本文介绍了使用R查找序列的处理方法,对大家解决问题具有一定的参考价值,需要的朋友们下面随着小编来一起学习吧!
问题描述
如何编写一个函数,该函数接受一个DNA序列(作为单个字符串)和一个数字"n> = 2",并返回一个以三元组"AAA"开头的带有所有DNA子序列(作为字符串)的向量"GAA"和结尾为三元组"AGT",并且在起点和终点之间至少有2个,最多为"n"个三元组.
How to write a function that accepts a DNA sequence (as a single string) and a number "n >= 2" and returns a vector with all DNA subsequences (as strings) that start with the triplet "AAA" or "GAA" and end with the triplet "AGT" and have at least 2 and at most "n" other triplets between the start and the end.
第一季度:
for "GAACCCACTAGTATAAAATTTGGGAGTCCCAAACCCTTTGGGAGT" and for n=2,
the answer is c=("GAACCCACTAGT", "AAATTTGGGAGT").
第二季度:
e.g, n=10
the answer is: c("GAACCCACTAGTATAAAATTTGGGAGT", "AAACCCTTTGGGAGT")
推荐答案
这是一种可行的方法.
它使用基于2的正则表达式->n以三个[A-Z]为核心重复.
it uses a regex based on 2 -> n repetitions of three [A-Z] as it's core.
library( stringr )
#sample data
dna <- c("GAACCCACTAGTATAAAATTTGGGAGTCCCAAACCCTTTGGGAGT")
#set constants
start <- c("AAA", "GAA")
end <- "AGT"
n <- 10 # << set as desired
#build regex
regex <- paste0( "(", paste0( start, collapse = "|" ), ")", paste0( "([A-Z]{3}){2,", n, "}" ), end )

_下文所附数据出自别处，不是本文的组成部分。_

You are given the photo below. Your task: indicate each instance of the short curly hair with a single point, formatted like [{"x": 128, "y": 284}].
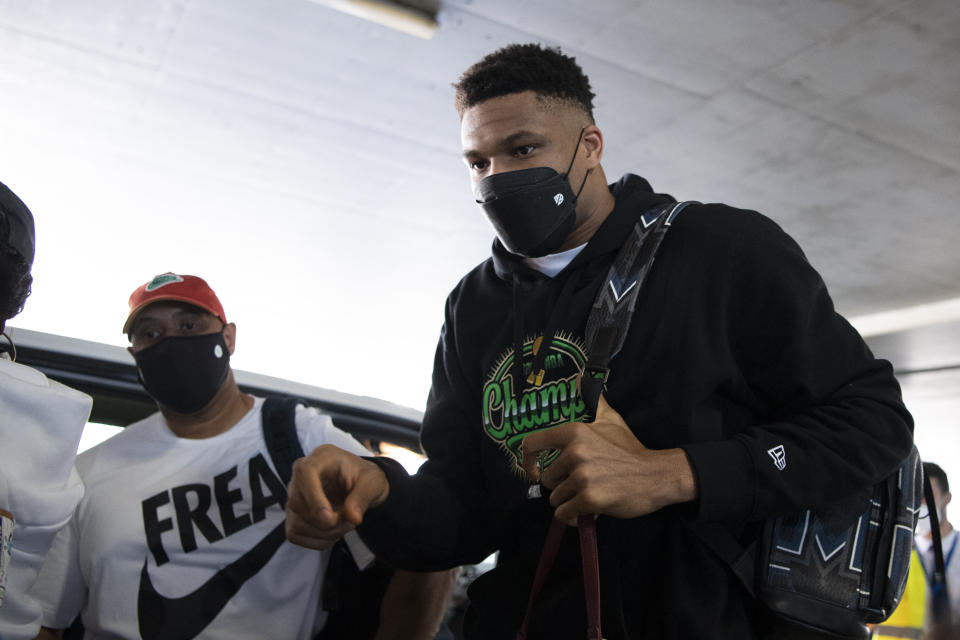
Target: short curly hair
[
  {"x": 15, "y": 278},
  {"x": 525, "y": 67}
]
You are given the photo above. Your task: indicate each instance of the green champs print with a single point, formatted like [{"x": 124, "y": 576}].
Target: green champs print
[{"x": 544, "y": 400}]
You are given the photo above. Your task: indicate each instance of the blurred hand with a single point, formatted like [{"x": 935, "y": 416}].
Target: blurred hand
[
  {"x": 603, "y": 469},
  {"x": 329, "y": 493}
]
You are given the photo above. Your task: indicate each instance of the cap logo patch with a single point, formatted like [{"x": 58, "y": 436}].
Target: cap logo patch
[{"x": 162, "y": 280}]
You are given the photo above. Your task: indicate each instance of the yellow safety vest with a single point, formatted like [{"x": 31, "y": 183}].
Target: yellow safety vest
[{"x": 907, "y": 619}]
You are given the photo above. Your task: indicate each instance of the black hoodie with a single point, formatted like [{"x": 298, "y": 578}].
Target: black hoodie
[{"x": 734, "y": 350}]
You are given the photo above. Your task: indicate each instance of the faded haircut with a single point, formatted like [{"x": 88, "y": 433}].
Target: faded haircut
[{"x": 525, "y": 67}]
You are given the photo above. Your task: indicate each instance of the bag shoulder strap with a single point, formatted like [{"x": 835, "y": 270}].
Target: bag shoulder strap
[
  {"x": 612, "y": 311},
  {"x": 607, "y": 327},
  {"x": 280, "y": 434}
]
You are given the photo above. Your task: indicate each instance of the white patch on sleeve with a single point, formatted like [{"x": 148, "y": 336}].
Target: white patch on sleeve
[
  {"x": 779, "y": 455},
  {"x": 6, "y": 539}
]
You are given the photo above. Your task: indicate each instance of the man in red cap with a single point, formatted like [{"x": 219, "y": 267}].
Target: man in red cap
[{"x": 180, "y": 534}]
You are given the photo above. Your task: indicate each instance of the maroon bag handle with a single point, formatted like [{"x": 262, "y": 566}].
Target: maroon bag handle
[{"x": 587, "y": 526}]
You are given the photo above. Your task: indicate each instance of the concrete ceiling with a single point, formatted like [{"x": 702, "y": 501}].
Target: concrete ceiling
[{"x": 307, "y": 162}]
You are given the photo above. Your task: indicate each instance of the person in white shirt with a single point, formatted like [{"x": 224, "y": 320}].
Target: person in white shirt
[
  {"x": 948, "y": 535},
  {"x": 40, "y": 425},
  {"x": 181, "y": 532}
]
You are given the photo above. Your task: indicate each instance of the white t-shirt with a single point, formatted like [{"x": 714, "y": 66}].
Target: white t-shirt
[
  {"x": 552, "y": 264},
  {"x": 40, "y": 426},
  {"x": 951, "y": 556},
  {"x": 172, "y": 528}
]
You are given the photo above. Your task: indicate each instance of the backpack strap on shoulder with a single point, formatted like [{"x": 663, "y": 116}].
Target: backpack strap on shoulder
[
  {"x": 612, "y": 311},
  {"x": 280, "y": 434}
]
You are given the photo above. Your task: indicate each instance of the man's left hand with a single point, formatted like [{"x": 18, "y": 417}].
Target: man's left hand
[{"x": 603, "y": 469}]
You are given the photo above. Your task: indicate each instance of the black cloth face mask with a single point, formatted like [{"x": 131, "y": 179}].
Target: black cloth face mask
[
  {"x": 532, "y": 210},
  {"x": 183, "y": 373}
]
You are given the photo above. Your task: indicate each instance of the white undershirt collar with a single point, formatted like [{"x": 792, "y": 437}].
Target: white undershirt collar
[{"x": 551, "y": 265}]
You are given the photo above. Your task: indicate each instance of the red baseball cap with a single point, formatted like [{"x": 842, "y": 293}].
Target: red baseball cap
[{"x": 170, "y": 286}]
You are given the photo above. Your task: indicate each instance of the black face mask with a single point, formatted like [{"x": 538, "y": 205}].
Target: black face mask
[
  {"x": 532, "y": 210},
  {"x": 184, "y": 373}
]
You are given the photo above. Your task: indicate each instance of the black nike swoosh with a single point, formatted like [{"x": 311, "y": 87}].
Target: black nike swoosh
[{"x": 183, "y": 618}]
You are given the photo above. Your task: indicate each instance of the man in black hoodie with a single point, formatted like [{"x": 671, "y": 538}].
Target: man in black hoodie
[{"x": 739, "y": 394}]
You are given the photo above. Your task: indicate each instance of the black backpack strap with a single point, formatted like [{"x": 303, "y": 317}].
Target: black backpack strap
[
  {"x": 612, "y": 311},
  {"x": 280, "y": 434}
]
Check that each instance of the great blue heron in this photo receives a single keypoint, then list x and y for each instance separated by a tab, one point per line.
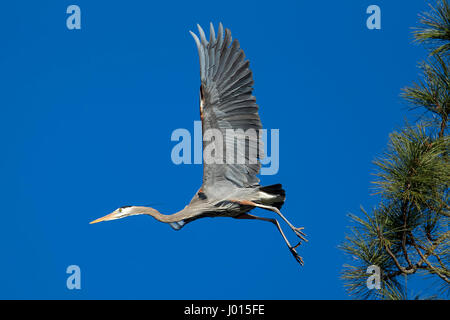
229	189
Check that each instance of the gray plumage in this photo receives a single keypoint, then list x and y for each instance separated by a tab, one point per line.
230	188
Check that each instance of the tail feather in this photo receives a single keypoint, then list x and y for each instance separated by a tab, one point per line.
275	190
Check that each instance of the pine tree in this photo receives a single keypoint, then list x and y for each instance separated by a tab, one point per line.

#for n = 10, this looks like: "(AAA|GAA)([A-Z]{3}){2,10}AGT"
stringr::str_extract_all( dna, regex )
# n = 2
# [[1]]
# [1] "GAACCCACTAGT" "AAATTTGGGAGT"
# n = 10
# [[1]]
# [1] "GAACCCACTAGTATAAAATTTGGGAGT" "AAACCCTTTGGGAGT"
这篇关于使用R查找序列的文章就介绍到这了,希望我们推荐的答案对大家有所帮助,也希望大家多多支持!